After university, he stayed at the university and worked successively as teaching assistant, lecturer, associate professor, and professor. He rose to become president of the university in 1985.

Starting from December 1991, he successively served as president of Beijing Nonferrous Metals Research Institute, senior advisor of Science and Technology to the General Manager of China Nonferrous Metals Industry Corporation, and honorary president of Beijing Nonferrous Metals Research Institute.

In June 1986 he was promoted to become vice president of the Chinese Academy of Engineering, a position he held until June 2006.

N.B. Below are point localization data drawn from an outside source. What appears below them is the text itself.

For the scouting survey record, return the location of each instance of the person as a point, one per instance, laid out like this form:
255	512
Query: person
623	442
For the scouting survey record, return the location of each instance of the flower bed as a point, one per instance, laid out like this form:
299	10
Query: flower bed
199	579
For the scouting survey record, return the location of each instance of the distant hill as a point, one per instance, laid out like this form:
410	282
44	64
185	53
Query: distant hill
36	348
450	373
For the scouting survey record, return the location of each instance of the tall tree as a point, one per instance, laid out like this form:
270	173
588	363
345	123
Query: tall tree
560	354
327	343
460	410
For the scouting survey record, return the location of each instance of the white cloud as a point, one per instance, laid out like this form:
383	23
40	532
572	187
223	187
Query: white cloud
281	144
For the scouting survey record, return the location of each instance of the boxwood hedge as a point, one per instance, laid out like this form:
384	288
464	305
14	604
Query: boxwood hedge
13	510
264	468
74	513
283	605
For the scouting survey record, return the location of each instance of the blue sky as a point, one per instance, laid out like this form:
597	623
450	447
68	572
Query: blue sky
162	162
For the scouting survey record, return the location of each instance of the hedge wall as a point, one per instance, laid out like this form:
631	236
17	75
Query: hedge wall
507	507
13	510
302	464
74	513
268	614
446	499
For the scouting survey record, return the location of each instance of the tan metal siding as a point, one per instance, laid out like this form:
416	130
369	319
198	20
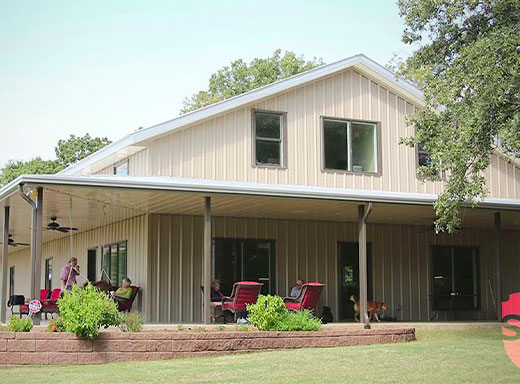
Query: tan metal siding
309	250
133	230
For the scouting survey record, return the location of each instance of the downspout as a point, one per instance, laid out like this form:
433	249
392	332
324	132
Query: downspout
33	237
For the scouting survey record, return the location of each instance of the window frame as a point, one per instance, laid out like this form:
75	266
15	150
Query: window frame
119	163
349	146
476	252
108	272
283	138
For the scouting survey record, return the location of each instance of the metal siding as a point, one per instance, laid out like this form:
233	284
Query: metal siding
133	230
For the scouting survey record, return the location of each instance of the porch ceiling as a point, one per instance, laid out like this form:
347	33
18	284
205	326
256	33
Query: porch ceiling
122	203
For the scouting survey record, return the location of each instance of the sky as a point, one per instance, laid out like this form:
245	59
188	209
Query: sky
109	67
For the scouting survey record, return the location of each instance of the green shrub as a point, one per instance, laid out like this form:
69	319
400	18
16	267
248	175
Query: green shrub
266	312
270	314
131	322
19	325
56	325
85	310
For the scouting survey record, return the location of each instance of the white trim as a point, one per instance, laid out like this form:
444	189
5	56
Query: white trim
360	62
239	188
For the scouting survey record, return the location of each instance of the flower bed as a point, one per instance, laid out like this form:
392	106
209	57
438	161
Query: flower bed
66	348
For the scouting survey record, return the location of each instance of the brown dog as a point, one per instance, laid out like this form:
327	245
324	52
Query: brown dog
373	307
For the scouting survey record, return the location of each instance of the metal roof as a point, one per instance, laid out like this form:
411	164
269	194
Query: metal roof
360	62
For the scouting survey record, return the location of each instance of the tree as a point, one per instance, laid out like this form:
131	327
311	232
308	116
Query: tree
239	77
76	148
469	61
67	152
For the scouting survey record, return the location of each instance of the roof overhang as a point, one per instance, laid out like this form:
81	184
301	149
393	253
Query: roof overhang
360	62
239	188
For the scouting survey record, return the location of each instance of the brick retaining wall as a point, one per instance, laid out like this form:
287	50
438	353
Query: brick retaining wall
66	348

On 25 October 2023, he died from an illness in Beijing, at the age of 89.

==Honours and awards==
- 1990 Foreign Associate of the National Academy of Engineering (NAE)
- 1991 Member of the Chinese Academy of Sciences (CAS)
- 1994 Science and Technology Progress Award of the Ho Leung Ho Lee Foundation
- 1994 Member of the Chinese Academy of Engineering (CAE)
- 2000 State Science and Technology Progress Award (First Class) for the Theory and Practice of Potential Controlled Flotation of Sulfide Ore.
- 2006 Foreign Member of the Russian Academy of Sciences (RAS)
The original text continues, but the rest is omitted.